By effectively extracting and analyzing code-mixed content, businesses, researchers, and language
processing systems can gain valuable insights into diverse language patterns, linguistic phenomena, and
cultural nuances, contributing to more accurate language processing, sentiment analysis, and targeted
communication strategies. Extracting valuable information from social media content has numerous
benefits that impact various domains. This has led to a growing interest in Information Extraction (IE) as
an active research area in artificial intelligence.
However, research efforts are often hindered by the lack of automated NLP tools to analyse massive
amounts of code-mixed data, especially for resource-poor languages. There have been significant efforts
towards understanding some languages, such as English, German, French, and Spanish, by creating
annotated resources for various tasks, while some languages have not received the same focus, making them resource-poor. One such language is Kannada, which has over 58 million native and secondarylanguage (L2) speakers worldwide. Like in most places around the world, Kannada speakers tend to
use code-mixed language, mixed with English, in informal settings including social media and texting
platforms, but the same has not received much focus from researchers. In this thesis, we work towards
information extraction from Kannada-English code-mixed data from social media. We work on the
problems of Named Entity Recognition (NER) and Event Detection.
Named Entity Recognition (NER) and Event Detection on social media code-mixed data are crucial for
understanding and analyzing user-generated content in diverse languages.

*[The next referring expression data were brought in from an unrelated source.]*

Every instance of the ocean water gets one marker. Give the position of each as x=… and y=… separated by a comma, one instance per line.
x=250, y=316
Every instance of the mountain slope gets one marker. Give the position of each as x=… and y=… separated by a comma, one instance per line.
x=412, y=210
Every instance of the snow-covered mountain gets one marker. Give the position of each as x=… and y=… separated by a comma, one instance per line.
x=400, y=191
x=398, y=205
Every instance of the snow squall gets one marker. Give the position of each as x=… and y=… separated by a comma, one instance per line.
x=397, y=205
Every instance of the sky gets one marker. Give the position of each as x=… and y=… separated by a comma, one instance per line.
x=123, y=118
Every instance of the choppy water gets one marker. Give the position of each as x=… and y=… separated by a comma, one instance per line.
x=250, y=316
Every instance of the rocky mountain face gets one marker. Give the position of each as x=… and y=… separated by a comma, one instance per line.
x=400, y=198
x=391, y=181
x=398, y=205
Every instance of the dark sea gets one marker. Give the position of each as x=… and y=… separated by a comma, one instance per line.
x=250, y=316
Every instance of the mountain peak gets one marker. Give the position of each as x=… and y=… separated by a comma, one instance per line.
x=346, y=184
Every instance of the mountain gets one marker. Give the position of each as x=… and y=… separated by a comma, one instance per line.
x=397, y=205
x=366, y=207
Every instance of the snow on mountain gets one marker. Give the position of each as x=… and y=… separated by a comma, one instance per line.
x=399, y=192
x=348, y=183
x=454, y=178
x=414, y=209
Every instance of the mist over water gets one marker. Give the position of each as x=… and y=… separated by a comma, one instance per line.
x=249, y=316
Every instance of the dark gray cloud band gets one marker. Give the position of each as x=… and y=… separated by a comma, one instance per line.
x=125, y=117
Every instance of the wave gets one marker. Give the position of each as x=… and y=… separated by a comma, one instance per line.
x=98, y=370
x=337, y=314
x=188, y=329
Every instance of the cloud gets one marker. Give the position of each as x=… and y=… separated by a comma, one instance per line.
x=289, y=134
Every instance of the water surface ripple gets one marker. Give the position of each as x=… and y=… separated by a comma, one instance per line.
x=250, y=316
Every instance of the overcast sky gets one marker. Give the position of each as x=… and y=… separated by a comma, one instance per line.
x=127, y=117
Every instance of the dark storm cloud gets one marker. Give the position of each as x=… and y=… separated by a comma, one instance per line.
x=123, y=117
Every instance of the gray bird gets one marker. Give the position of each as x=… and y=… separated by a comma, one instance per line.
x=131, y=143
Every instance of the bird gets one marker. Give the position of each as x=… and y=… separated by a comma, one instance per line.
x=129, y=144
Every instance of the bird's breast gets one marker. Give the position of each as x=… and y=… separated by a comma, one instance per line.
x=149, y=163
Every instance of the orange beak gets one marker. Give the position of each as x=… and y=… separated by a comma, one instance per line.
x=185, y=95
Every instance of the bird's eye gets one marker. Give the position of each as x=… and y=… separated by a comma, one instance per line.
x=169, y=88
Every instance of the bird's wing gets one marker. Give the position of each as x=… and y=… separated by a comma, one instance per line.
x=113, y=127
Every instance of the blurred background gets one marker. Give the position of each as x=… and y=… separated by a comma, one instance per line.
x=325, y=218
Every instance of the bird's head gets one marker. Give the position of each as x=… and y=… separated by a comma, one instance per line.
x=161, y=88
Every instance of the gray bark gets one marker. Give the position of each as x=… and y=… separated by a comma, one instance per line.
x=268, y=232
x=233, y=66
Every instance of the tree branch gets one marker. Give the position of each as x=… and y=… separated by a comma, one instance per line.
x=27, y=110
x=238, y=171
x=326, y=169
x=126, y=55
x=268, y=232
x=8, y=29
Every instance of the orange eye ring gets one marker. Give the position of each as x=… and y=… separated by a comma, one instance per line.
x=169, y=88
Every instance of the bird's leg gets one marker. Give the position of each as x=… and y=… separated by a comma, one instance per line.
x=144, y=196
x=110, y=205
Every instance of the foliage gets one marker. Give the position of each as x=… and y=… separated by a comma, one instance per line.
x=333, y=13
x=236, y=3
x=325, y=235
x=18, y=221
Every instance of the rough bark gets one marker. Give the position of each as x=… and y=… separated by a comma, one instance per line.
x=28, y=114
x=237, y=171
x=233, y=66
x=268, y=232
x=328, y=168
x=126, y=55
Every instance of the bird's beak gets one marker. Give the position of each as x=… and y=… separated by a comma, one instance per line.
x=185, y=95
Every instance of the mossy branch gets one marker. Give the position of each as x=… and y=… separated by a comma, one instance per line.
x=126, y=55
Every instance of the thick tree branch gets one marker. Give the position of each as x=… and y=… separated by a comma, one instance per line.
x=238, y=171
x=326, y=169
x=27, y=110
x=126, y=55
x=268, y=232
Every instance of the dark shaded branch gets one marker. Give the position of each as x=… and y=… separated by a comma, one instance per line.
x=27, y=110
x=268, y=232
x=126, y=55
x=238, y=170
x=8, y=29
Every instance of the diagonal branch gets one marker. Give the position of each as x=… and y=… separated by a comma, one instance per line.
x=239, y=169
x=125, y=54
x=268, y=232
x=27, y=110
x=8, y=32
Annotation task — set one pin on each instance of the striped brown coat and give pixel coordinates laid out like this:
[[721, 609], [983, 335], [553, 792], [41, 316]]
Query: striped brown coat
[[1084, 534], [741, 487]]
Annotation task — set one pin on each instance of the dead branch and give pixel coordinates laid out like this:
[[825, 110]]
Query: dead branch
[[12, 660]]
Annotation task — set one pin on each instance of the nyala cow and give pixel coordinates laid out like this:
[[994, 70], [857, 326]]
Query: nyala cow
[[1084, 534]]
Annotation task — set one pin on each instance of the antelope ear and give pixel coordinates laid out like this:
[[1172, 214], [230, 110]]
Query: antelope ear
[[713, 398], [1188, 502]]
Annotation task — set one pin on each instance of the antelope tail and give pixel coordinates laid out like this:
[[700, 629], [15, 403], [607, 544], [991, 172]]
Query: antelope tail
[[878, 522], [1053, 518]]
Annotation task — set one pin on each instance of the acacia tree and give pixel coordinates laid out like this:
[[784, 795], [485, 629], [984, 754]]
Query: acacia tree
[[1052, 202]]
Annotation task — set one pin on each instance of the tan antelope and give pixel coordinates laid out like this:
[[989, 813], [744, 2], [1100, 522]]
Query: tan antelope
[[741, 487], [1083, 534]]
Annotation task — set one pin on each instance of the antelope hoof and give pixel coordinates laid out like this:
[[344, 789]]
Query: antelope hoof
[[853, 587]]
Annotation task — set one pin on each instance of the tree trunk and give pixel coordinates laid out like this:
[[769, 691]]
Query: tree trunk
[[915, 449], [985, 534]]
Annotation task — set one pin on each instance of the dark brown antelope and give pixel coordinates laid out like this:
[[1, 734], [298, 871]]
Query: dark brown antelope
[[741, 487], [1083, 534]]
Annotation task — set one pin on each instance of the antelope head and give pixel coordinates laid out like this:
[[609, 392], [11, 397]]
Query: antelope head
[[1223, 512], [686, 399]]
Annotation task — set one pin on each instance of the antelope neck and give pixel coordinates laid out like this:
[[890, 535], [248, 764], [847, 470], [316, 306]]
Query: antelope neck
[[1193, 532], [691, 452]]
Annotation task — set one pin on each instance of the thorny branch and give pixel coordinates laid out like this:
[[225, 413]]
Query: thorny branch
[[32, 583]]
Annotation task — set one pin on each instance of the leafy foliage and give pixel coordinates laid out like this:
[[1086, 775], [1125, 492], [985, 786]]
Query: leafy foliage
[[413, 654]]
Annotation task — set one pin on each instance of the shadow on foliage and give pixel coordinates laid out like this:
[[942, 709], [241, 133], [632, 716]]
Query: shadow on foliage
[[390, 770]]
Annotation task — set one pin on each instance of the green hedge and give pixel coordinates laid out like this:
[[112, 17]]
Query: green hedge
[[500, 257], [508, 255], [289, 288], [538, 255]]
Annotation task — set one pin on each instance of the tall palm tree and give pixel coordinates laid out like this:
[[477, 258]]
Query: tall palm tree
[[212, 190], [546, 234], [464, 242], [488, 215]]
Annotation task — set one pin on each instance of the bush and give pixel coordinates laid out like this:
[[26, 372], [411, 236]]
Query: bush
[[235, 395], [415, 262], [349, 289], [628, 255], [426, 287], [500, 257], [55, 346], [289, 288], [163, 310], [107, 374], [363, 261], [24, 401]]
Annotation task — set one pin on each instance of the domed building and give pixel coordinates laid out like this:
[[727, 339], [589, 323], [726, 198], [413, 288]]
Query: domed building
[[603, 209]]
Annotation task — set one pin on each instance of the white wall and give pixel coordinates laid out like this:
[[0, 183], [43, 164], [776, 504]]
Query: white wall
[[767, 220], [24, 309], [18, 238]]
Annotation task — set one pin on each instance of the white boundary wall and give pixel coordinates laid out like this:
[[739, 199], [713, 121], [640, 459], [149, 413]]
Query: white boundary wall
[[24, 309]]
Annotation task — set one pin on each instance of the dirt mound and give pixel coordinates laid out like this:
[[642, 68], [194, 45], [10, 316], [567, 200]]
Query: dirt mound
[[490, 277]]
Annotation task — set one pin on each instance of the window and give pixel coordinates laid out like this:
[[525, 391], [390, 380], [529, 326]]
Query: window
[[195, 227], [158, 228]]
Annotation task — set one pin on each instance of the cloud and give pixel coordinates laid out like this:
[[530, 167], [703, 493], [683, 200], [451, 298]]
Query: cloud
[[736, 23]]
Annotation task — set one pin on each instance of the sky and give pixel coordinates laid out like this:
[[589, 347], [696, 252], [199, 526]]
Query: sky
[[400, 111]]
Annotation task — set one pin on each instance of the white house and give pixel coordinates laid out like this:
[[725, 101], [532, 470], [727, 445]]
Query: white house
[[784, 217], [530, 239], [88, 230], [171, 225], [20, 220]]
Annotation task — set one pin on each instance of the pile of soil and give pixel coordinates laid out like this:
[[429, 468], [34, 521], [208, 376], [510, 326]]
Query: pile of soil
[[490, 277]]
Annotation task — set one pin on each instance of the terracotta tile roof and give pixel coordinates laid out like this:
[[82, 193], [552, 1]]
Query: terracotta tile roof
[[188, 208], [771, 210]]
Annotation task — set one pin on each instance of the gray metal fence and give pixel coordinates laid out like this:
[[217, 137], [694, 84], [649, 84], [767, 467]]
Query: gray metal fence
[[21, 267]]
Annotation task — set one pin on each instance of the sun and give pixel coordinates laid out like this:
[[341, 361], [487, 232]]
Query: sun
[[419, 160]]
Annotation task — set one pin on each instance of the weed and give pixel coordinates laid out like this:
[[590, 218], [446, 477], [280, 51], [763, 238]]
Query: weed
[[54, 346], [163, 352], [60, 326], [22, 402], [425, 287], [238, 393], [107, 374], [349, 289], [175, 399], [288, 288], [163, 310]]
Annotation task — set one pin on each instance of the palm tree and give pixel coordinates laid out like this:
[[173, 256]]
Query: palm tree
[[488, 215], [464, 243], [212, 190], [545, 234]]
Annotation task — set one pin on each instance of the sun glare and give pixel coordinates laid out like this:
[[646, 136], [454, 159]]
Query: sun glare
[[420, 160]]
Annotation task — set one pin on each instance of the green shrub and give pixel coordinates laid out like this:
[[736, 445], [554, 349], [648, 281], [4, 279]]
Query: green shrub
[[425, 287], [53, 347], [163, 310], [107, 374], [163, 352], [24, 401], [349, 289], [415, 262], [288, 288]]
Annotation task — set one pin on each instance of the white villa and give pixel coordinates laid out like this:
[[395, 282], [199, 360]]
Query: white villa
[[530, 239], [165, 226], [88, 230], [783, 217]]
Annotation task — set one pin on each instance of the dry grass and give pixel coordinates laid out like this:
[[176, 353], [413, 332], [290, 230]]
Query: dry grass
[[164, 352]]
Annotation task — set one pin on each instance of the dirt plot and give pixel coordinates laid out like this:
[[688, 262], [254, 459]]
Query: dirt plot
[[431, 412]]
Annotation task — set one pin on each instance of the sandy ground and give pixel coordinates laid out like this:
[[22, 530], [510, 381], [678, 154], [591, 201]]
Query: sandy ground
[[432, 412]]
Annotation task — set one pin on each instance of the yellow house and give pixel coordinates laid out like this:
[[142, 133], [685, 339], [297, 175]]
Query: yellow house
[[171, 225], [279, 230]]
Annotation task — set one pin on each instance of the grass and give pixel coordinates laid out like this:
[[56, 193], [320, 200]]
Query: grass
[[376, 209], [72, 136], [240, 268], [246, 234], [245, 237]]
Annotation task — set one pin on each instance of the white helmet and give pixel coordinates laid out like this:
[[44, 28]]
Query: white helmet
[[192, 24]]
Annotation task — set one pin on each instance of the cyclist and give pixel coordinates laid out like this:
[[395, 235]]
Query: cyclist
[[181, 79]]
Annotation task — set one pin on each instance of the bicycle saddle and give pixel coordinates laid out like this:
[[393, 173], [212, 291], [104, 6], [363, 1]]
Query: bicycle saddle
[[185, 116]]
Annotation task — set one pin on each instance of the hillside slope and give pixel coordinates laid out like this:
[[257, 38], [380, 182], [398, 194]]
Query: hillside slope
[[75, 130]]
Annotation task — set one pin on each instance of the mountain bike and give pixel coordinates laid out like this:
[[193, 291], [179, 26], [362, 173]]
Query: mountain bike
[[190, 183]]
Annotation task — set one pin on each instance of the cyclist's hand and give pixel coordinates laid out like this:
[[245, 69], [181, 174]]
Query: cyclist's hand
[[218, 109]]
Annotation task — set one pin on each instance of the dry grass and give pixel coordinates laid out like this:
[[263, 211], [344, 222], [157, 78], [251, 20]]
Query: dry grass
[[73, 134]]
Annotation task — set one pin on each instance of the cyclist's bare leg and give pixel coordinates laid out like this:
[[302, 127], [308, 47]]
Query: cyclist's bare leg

They enable the identification
of named entities, such as names of people, organizations, and locations, as well as the detection of
events, allowing for deeper insights into multilingual conversations, cross-cultural trends, and effective
information retrieval from code-mixed social media posts.
We have collected Kanglish code-mixed data from social media, Twitter, and curated annotated
datasets for both NER and Event Detection tasks while mentioning the annotation guidelines for the same.
We have analysed the challenges that are unique to Kannada-English code-mixed data and have provided
annotation guidelines for the same. We have also proposed a few supervised approaches towards these
tasks on our dataset with careful feature selection and critically analysed the results in hopes to promote
more focus from the research community on such low-resource languages.